Entering the offseason, they are currently one of 14 teams who are over the projected 2023 salary cap. Dallas has also been a team that maximizes their annual cap space, choosing to spend as close to the ceiling as possible to try and put the best product on the field.
But not all of that cap space is spent on players who are helping the team in that season. No, due to releases, trades and void years, some of the cap space being used is from players who didn’t actually work for the team that season. Dead money refers to space used on the cap for actual cash given to a player in a prior season, and Dallas is using over $8.6 million of their 2023 cap space in this manner.
Big money, short list
Dallas currently has just two players on their 2023 dead money list, and one is taking up 97% of that figure. Last offseason, Dallas released right tackle La’el Collins. Collins had rubbed many in the organization the wrong way over several seasons. The player who Jerry Jones wooed as an undrafted free agent had questionable injury concerns and the final straw was when he was suspended for trying to bribe an NFL urine-sample collector.
Not only that, but he then tried to challenge a two-game suspension that was pushed to five games. Collins was replaced by Terrence Steele and after Dallas failed to find a trade partner, they cut Collins loose.

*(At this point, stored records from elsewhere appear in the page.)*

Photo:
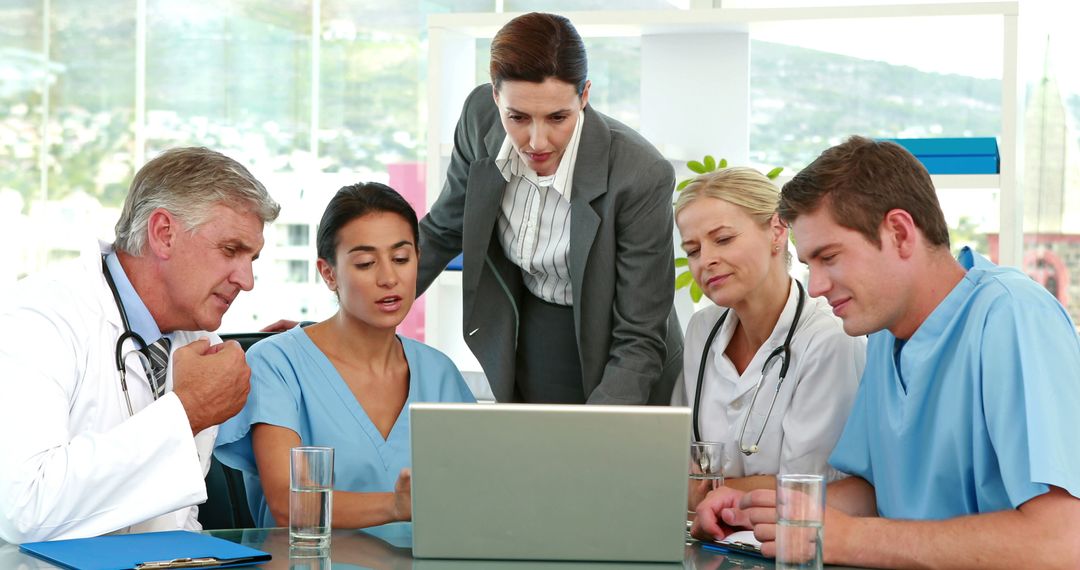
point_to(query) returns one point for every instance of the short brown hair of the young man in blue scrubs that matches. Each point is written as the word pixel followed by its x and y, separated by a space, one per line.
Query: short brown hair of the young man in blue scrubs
pixel 860 181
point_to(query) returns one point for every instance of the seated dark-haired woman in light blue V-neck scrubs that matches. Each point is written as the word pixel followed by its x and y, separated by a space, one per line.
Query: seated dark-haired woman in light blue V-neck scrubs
pixel 345 383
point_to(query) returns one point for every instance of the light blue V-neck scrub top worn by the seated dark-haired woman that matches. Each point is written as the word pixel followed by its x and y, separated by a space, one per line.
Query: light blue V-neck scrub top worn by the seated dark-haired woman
pixel 294 386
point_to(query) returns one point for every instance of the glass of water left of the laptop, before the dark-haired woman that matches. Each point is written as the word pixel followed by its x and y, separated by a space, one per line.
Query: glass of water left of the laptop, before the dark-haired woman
pixel 310 497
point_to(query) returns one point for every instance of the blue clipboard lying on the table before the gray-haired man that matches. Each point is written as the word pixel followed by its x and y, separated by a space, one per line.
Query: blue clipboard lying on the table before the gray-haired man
pixel 147 551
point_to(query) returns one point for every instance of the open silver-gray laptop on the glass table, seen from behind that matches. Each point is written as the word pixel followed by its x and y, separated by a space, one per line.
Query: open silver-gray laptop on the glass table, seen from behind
pixel 549 482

The result, $4.9 million of dead money on the 2022 ledger and a whopping $8.4 million on the 2023 ledger.
The only other person listed is 2022 fifth-round pick John Ridgeway. Ridgeway didn’t make the initial 53-man roster and was placed on the practice squad. He was the only draft pick not to make the roster and was eventually poached by the Washington Commanders.

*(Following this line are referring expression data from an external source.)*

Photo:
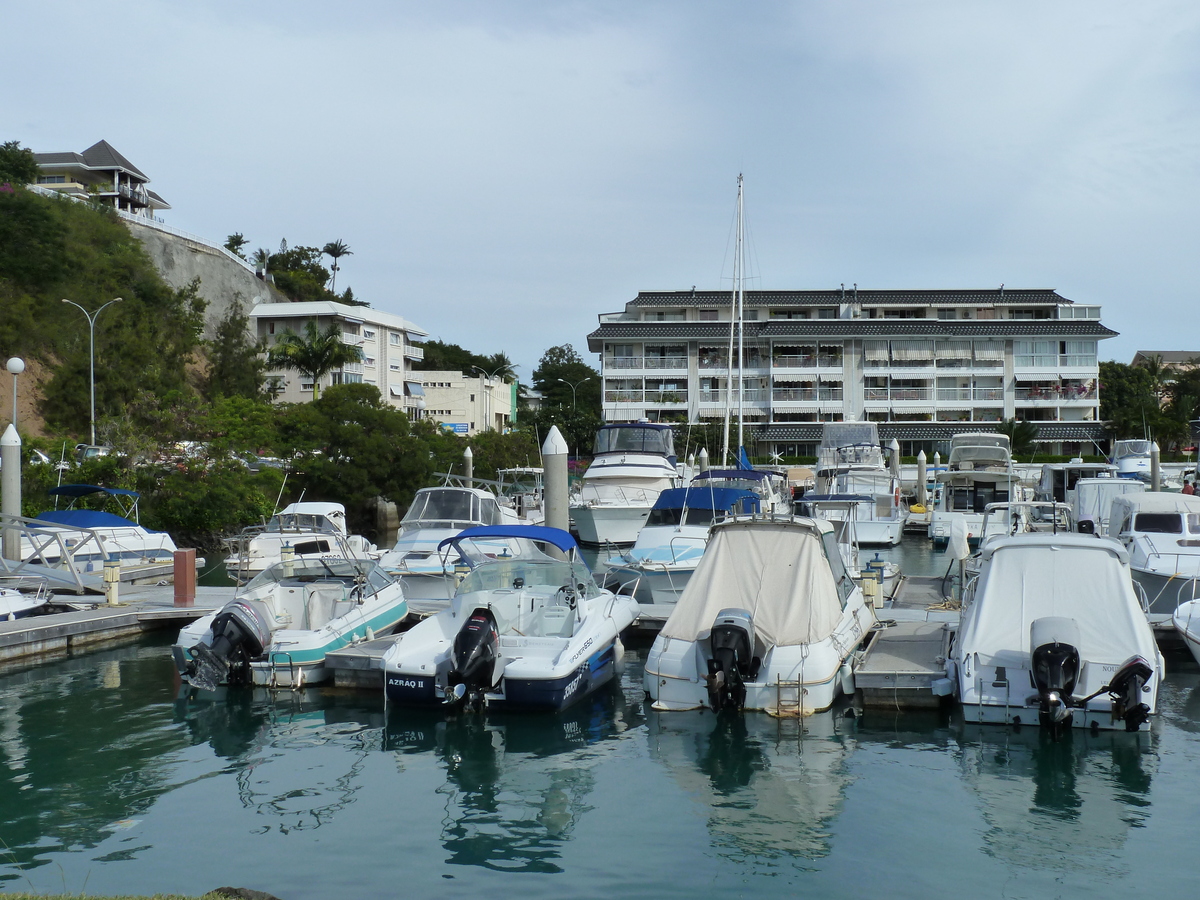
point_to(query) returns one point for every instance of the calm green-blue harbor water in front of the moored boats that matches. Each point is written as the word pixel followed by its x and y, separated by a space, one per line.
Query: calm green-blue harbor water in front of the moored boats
pixel 116 781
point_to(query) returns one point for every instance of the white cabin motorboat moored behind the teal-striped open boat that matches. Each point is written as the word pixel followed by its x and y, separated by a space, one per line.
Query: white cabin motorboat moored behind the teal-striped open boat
pixel 309 529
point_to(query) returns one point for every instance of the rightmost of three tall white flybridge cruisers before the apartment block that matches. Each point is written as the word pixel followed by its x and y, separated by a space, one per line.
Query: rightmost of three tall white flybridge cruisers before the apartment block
pixel 980 471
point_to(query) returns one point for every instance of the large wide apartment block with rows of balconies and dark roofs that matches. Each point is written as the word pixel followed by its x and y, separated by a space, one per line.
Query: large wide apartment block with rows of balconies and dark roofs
pixel 923 364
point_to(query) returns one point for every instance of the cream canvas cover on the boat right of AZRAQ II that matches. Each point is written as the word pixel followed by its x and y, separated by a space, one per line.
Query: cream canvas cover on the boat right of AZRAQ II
pixel 777 571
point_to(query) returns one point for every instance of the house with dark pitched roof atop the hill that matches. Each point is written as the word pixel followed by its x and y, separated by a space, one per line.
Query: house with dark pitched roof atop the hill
pixel 100 172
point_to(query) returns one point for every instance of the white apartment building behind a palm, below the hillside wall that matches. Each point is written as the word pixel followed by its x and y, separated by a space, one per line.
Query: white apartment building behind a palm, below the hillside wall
pixel 387 343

Ridgeway adds another $181,000 to the dead money total.
The dead money totals are the unamortized amount of the signing bonus the players made when the deal was signed.
How bonuses and voids work
NFL accounting is funny money. Two of the many tricks organizations do to circumvent the hard salary cap are using by using bonuses and void years to spread out the cap hit from money paid up front.
Here’s how that works.
When a deal is signed, a team can give a player a bonus on top of the annual base salary amounts. The bonus is paid in the first year of the deal, but the bylaws allow teams to spread the hit from the bonus across the life of the deal, up to five seasons.

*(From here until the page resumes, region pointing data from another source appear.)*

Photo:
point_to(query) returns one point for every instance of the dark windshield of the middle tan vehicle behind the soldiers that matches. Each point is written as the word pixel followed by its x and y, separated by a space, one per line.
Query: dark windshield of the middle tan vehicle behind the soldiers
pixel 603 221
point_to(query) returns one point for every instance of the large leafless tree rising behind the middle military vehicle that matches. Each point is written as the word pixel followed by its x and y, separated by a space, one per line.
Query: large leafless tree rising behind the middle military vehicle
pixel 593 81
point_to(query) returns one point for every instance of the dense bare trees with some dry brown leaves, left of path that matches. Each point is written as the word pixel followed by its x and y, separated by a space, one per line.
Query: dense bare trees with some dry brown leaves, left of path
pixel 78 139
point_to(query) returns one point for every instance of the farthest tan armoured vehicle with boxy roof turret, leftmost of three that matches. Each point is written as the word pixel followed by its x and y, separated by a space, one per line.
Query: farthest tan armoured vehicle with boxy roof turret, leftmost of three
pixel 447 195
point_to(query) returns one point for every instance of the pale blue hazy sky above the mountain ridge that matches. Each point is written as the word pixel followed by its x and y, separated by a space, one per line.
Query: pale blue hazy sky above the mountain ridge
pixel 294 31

Say a team signs a player to a 5-year deal for $120 million. Just for the ease of example, that player makes $20 million per season and receives a $20 million bonus at the time of signing.
Instead of his first-year cap hit being $40 million and the remaining four years being $20 million, the signing bonus is spread evenly, making each year’s cap hit $25 million.
Say none of the base salary years are guaranteed and the team cuts the player after Year 3. There’s still two years left of unamortized bonus at $5 million each, creating a $10 million dead cap hit.
Void years are done for the explicit purpose of pushing that bonus allocation into a season when the player is out of contract.
A four-year deal (like Dak Prescott’s) is structured with void years so that the signing bonus hit is spread out over five seasons and then the second-year base salary can be turned into a restructure bonus and also be allocated over five seaons (years 2 through 6).
Dead money number will undoubtedly go up
The Cowboys’ dead money list is just two deep at the moment, but it’s unlikely to stay that way. As the new league year approaches, the Cowboys are more than likely going to part ways with at least one player who is currently under contract and with bonus allocation remaining on their deal.
When that happens, Dallas will be gaining cap space but also adding to the total space being used by players not on the roster.
Is it worth it?
Cowboys fans, fans of every team really, tend to complain when their team’s utilize the bonus process and void years in order to create or save cap space in the current. “Kicking the can down the road” is the most common description of this, implying a negative connotation to how they view the technique.
However, it doesn’t necessarily have to be a bad thing. In fact, one could call it savvy.
There’s no question that having cap space go to a player that isn’t helping a team isn’t ideal, but that’s forgetting the primary component. That saved space is then spent on another player; a player they would not have been able to afford otherwise.
Of course, those signings have to be worth it. Using the cap savings on a bunch of special teamers eliminates the positives. Still though, most fans forget about the help the extra space normally affordeds.
In addition, restructures have implicit savings if one looks at the salary cap over several years instead of individually because there’s no interest rate.
Say a player is set to cost $21 million against this year’s cap of $224.8 million in base salary. That’s 9.3% of the cap; but the team restructures them down to $1 million in base salary and a $20 million bonus spread over five cap years. That’s $1 million base plus $4 million allocation for a total of $5 million cap hit, or just 2.2% of this year’s cap.
The other $16 million, or 7.1% of the cap can be used on other players.
Not only that, but when that $4 million hit strikes next year’s cap, and the ceiling is $235 million, it’s now only 1.7% of next year’s cap. The following year’s $4 million is 1.63% of $245 million, the following year is 1.56% and the final year is 1.5% of $265 million.
There’s a reason teams make these moves.